Ranking function
In information retrieval, a ranking function is a function used by search engines to rank matching documents according to their relevance to a given search query.
Once a search engine has identified a set of potentially relevant documents, it faces the task of determining which articles are most relevant, so that they may be listed first. This is typically done by assigning a numerical score to each document based on a ranking function, which incorporates features of the document, the query, and the overall document collection.
Some very simple ranking functions include:
- The constant ranking function assigning the same score to all documents.
- The term frequency ranking function counting the number of times that each query term occurs in the document, then summing these.
- The tf-idf ranking function computing the product of the term frequency and inverse document frequency for each query term, then summing these.
More sophisticated ranking functions include:
- Okapi BM25: a variant of tf-idf.
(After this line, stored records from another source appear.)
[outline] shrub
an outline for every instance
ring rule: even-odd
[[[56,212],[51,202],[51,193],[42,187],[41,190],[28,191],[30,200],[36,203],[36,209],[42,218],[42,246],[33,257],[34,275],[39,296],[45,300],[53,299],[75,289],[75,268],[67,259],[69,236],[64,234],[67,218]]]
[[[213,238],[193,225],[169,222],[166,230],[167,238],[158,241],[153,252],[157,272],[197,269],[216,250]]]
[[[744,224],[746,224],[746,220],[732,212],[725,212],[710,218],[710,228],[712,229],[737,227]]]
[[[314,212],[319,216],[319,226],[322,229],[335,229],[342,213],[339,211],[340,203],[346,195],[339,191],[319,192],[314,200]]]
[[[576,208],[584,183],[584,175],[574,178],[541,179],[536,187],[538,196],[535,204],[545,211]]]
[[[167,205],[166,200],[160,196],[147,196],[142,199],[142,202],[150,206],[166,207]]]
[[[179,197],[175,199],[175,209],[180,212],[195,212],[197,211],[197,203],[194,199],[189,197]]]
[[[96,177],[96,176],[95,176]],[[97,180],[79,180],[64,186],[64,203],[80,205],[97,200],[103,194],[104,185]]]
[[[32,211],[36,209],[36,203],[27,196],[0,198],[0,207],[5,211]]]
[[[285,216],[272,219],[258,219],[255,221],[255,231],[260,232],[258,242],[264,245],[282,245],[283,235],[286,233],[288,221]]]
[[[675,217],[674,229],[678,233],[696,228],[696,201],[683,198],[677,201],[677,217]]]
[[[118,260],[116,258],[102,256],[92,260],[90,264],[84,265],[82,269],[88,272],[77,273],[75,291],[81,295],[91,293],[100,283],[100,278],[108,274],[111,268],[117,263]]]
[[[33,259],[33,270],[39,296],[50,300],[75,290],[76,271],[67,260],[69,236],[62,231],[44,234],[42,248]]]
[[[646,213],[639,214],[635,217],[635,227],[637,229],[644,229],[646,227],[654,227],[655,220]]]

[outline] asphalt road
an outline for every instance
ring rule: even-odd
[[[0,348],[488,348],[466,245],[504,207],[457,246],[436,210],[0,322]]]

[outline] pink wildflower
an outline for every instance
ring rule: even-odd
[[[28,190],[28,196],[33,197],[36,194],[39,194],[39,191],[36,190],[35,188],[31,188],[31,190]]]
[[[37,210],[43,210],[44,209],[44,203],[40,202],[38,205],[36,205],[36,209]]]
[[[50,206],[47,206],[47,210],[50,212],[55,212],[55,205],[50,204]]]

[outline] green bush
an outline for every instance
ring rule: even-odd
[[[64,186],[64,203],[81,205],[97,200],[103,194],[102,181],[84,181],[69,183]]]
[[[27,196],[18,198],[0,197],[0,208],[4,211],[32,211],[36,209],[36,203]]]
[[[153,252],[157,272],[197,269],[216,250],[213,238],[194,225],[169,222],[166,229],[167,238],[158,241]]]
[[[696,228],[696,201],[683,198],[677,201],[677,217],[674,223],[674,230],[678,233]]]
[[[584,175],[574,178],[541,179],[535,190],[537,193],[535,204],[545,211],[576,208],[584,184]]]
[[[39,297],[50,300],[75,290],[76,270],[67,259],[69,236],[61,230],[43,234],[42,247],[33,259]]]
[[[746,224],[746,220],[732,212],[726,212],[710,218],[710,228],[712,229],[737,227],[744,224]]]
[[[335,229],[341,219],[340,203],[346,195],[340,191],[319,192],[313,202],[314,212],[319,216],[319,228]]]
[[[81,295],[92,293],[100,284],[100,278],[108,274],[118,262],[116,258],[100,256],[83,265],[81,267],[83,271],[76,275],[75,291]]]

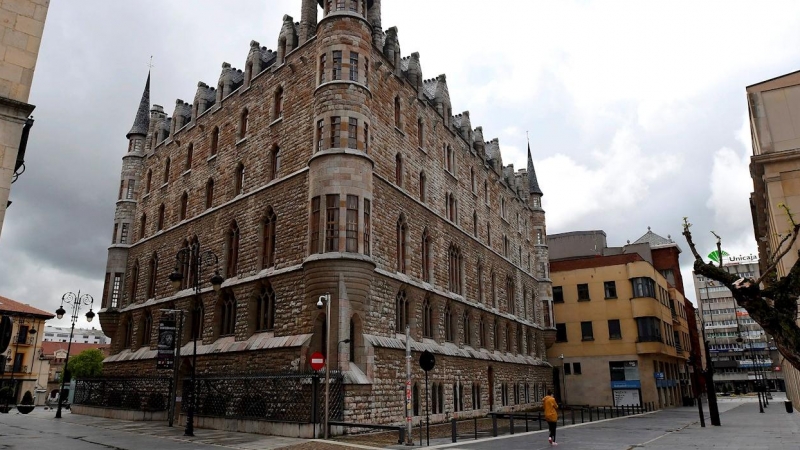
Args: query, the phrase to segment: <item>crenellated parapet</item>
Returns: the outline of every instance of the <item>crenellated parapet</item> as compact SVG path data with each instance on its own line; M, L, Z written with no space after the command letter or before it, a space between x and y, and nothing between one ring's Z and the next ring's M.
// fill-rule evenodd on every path
M391 27L386 30L386 40L383 43L383 56L394 65L395 75L402 75L402 67L400 64L400 39L397 36L397 27Z
M283 16L283 26L278 33L278 61L283 64L286 61L286 55L292 52L300 45L298 39L298 31L300 23L295 22L292 16L286 14Z
M219 82L217 83L217 103L221 103L223 98L239 89L243 83L244 72L231 67L230 63L222 63L222 72L219 74Z
M500 154L500 139L494 138L486 142L486 161L500 175L503 170L503 157Z
M422 66L419 62L419 53L414 52L400 60L400 70L408 83L417 90L420 100L423 99Z
M472 145L472 123L469 120L469 111L453 116L452 123L453 130Z
M170 135L189 125L192 121L192 105L181 99L175 100L175 109L172 112Z
M483 141L483 127L476 127L472 132L472 148L486 161L486 142Z
M250 41L250 51L247 52L244 66L245 85L249 86L253 77L270 68L277 60L278 52L262 47L258 41Z
M445 127L450 127L453 107L450 104L450 91L447 89L447 77L442 74L423 82L424 94L428 102L436 108L444 120Z
M211 109L216 102L217 90L202 81L198 82L197 93L194 94L194 104L192 105L192 121L197 120L197 116Z

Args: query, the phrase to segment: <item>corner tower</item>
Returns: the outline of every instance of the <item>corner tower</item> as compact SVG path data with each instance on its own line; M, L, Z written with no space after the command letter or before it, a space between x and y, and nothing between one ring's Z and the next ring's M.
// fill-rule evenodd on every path
M149 110L150 74L148 73L133 126L125 135L128 139L128 151L122 157L122 172L114 212L114 228L111 247L108 248L100 324L109 336L116 333L117 316L119 315L117 309L121 306L119 303L122 299L122 286L125 285L128 249L133 241L134 217L136 217L138 203L137 193L140 188L146 148L145 138L150 127Z
M373 25L368 18L375 16L377 3L322 2L323 17L316 25L315 136L308 163L310 256L304 263L307 298L316 302L326 292L331 295L330 341L354 340L347 349L331 348L339 369L365 373L362 324L375 270L370 242ZM312 345L324 352L324 310L316 312L314 324Z
M534 243L536 261L539 267L535 268L537 277L544 281L539 284L537 298L541 301L542 320L540 323L545 328L545 345L550 347L555 342L555 322L553 321L553 288L550 283L550 254L547 248L547 228L545 226L544 209L542 208L542 188L536 178L536 169L533 167L531 144L528 142L528 206L533 210L531 240Z

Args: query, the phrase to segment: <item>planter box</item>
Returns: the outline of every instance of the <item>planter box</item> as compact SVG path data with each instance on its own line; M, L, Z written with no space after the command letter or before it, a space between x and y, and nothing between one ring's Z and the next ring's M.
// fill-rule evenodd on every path
M17 411L19 411L20 414L28 414L29 412L33 411L33 408L35 407L36 406L34 405L17 405Z

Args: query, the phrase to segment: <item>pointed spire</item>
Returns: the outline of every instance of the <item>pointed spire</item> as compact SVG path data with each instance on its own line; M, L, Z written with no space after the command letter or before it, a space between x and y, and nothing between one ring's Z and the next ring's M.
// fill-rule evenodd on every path
M136 118L133 120L131 131L125 135L126 138L133 134L146 135L150 128L150 71L147 72L147 83L144 85L142 100L139 102L139 109L136 110Z
M528 192L531 194L544 195L539 187L539 180L536 179L536 171L533 169L533 158L531 157L531 141L528 141Z

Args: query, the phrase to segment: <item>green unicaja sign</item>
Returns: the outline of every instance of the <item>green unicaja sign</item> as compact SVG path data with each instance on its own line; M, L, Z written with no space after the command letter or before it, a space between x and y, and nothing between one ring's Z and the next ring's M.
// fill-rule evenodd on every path
M725 256L728 256L728 252L726 252L725 250L722 251L721 255L719 251L714 250L713 252L708 254L708 259L718 263Z

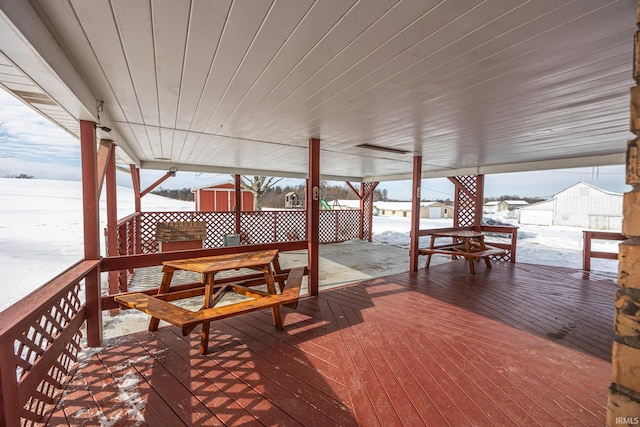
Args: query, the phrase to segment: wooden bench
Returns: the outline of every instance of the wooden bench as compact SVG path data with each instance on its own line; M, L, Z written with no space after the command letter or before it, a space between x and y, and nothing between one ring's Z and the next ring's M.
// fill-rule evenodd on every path
M153 318L164 320L182 329L182 334L189 334L198 324L209 323L213 320L224 319L238 314L250 313L265 308L274 308L285 305L295 308L300 296L300 287L304 276L305 267L291 269L280 294L269 294L239 285L225 285L232 287L233 291L246 296L254 297L249 301L242 301L221 307L203 308L199 311L191 311L178 307L168 302L172 298L170 294L146 295L143 293L130 293L115 296L119 304L135 308L149 314ZM279 323L279 324L278 324ZM276 322L276 328L282 329L282 323ZM156 330L157 326L150 325L150 330Z

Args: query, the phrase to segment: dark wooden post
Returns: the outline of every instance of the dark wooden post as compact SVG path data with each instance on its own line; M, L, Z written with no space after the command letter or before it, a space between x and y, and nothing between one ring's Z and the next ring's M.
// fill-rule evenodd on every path
M309 179L307 180L307 247L309 257L309 295L318 295L320 261L320 140L309 140Z
M482 212L484 208L484 175L476 175L476 205L473 218L473 228L480 231L482 228Z
M115 256L118 255L118 199L116 194L116 153L114 149L115 147L113 147L113 142L108 141L108 143L111 144L111 150L109 151L105 175L107 192L107 255ZM119 282L119 276L120 275L117 271L109 272L109 294L111 295L118 293L118 291L125 292L127 290L126 279L123 282ZM118 310L114 311L117 312Z
M422 156L413 157L413 192L411 194L411 247L409 249L409 271L418 271L418 235L420 231L420 198L422 189Z
M240 230L242 228L242 183L240 181L240 175L235 175L235 192L233 196L236 203L236 234L240 234Z
M640 24L640 4L636 22ZM639 25L640 28L640 25ZM623 197L622 234L618 285L615 296L612 384L609 388L607 425L640 423L640 30L636 31L631 88L631 132L636 139L627 142L626 182L632 190Z
M133 184L133 204L135 212L138 214L135 220L135 232L133 233L134 252L136 254L142 253L142 224L140 218L140 212L142 212L142 203L140 202L140 169L136 165L129 165L131 170L131 181Z
M98 168L96 129L93 122L80 120L80 157L82 160L82 204L84 259L100 259ZM85 278L87 345L102 345L102 306L100 303L100 268Z

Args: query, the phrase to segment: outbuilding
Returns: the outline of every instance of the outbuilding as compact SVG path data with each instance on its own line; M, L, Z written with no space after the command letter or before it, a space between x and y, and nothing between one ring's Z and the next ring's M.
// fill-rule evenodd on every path
M235 210L235 186L233 182L196 187L192 188L191 192L195 194L197 212L232 212ZM242 189L241 194L241 211L252 211L253 193Z
M341 209L357 209L358 200L335 200L332 202ZM375 202L377 215L411 217L411 202ZM453 218L453 207L440 202L420 202L420 218Z
M622 194L579 182L552 199L520 208L520 224L622 229Z

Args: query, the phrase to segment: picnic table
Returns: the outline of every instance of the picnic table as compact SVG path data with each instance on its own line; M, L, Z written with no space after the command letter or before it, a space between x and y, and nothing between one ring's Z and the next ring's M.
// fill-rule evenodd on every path
M451 240L446 244L437 245L436 240L443 237ZM427 269L431 263L431 256L434 254L464 257L468 261L471 274L475 274L474 261L484 259L487 268L490 269L491 261L489 257L504 255L506 250L487 245L484 241L484 234L480 231L447 230L432 233L429 248L418 249L418 253L427 256L425 264Z
M150 331L158 329L160 320L181 327L183 335L190 333L196 325L202 324L200 354L207 353L209 326L212 320L271 308L276 328L282 329L280 305L292 306L297 303L305 270L304 267L292 269L285 283L285 280L282 279L282 269L278 261L277 249L165 261L162 264L163 277L157 295L130 293L118 295L114 299L122 305L151 315ZM260 282L266 284L267 292L237 283L216 286L216 274L222 271L239 269L261 271L264 280ZM203 289L172 291L171 280L176 270L200 273L202 275ZM276 279L274 272L279 279ZM276 289L276 281L279 283L280 293ZM202 308L198 311L191 311L170 303L170 301L202 295L202 291L204 293L204 301ZM216 304L230 292L244 295L250 299L216 307Z

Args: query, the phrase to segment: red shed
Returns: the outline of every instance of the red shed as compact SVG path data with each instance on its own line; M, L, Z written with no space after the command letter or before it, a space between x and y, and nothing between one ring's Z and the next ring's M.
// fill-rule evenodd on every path
M207 185L193 188L196 195L197 212L232 212L235 208L235 186L233 183ZM253 193L242 189L241 211L253 210Z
As of 2008, represents the state-of-the-art and is used in many practical applications.
- Machine-learned ranking formulas, obtained automatically from training data by machine learning methods.
Ranking functions are evaluated by a variety of means; one of the simplest is determining the precision of the first k top-ranked results for some fixed k; for example, the proportion of the top 10 results that are relevant, on average over many queries.
Frequently, computation of ranking functions can be simplified by taking advantage of the observation that only the relative order of scores matters, not their absolute value; hence terms or factors that are independent of the document may be removed, and terms or factors that are independent of the query may be precomputed and stored with the document.